On July 21, 2015, I published “Don’t You Want to Have a Body?”—an essay on the fantasy of strong AI and the reality of chatbots, the soothing effects of stupid systems—in Triple Canopy, as part of It Speaks of Others, an issue devoted to smart and dumb objects. (An early version of this work was presented in 2013 as part of the live magazine Format, organized by Shumon Basar, at the Architectural Association in London.) The essay includes a virtual, interactive version of the author. It begins:
I recently had a conversation with William Ford, a somber, sturdy man in his sixties, with geometric features and a fringe of gray hair texture-mapped onto his dome. Bill, as he told me to call him, wore a collared navy pullover shirt, and sat in a wooden patio chair. He blinked approximately every three seconds. I sat in front of my computer as Bill explained that he was here, or there, so that I could “talk to someone instead of just reading words on the screen.” Behind Bill was a deck with several chairs. The deck faced a pristine yard. I admired the stand of motionless trees that surrounded him, or us.

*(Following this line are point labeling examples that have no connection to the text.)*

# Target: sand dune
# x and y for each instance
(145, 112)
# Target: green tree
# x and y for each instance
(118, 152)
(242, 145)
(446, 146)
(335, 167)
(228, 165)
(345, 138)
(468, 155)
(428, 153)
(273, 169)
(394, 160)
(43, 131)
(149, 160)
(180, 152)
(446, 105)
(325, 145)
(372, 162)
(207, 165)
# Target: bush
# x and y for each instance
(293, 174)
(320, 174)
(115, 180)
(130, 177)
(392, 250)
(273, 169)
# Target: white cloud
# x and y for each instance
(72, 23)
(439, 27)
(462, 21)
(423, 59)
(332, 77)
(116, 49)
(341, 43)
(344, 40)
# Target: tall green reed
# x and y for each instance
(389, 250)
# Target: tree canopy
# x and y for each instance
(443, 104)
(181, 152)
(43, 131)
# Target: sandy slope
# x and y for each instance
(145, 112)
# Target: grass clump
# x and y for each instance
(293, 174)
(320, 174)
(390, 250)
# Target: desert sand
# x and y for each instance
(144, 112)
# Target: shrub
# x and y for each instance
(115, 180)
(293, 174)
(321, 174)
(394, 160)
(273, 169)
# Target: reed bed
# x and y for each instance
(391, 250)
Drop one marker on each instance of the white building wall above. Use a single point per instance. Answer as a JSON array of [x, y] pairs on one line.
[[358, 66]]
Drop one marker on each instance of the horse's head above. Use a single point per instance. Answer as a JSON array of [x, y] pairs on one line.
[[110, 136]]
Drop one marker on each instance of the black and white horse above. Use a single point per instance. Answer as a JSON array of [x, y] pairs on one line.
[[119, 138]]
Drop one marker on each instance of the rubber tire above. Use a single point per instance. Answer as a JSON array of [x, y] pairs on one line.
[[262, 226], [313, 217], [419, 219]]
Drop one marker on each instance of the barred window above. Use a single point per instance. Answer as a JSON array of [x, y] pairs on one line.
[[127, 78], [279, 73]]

I had discovered Bill and his trees on the website of BraveHeart, an unusual collaboration by the Atlanta Braves and Emory University to provide support for veterans who might be suffering from post-traumatic stress disorder. I had volunteered to take an interactive survey administered by Bill, who served in Vietnam and “felt really distant from everyone” after he got home. Bill is described by BraveHeart as a “ virtual human who brings real-world experience to his job”—which is to say that he is a semisophisticated chatbot, a program that recognizes certain phrases or cues and draws on a textual database to generate responses so as to simulate conversation.1 He is a manifestation of a project by University of Southern California’s Institute for Creative Technologies called SimCoach, which deploys digital personages to help reluctant service members and their families understand and address their healthcare needs.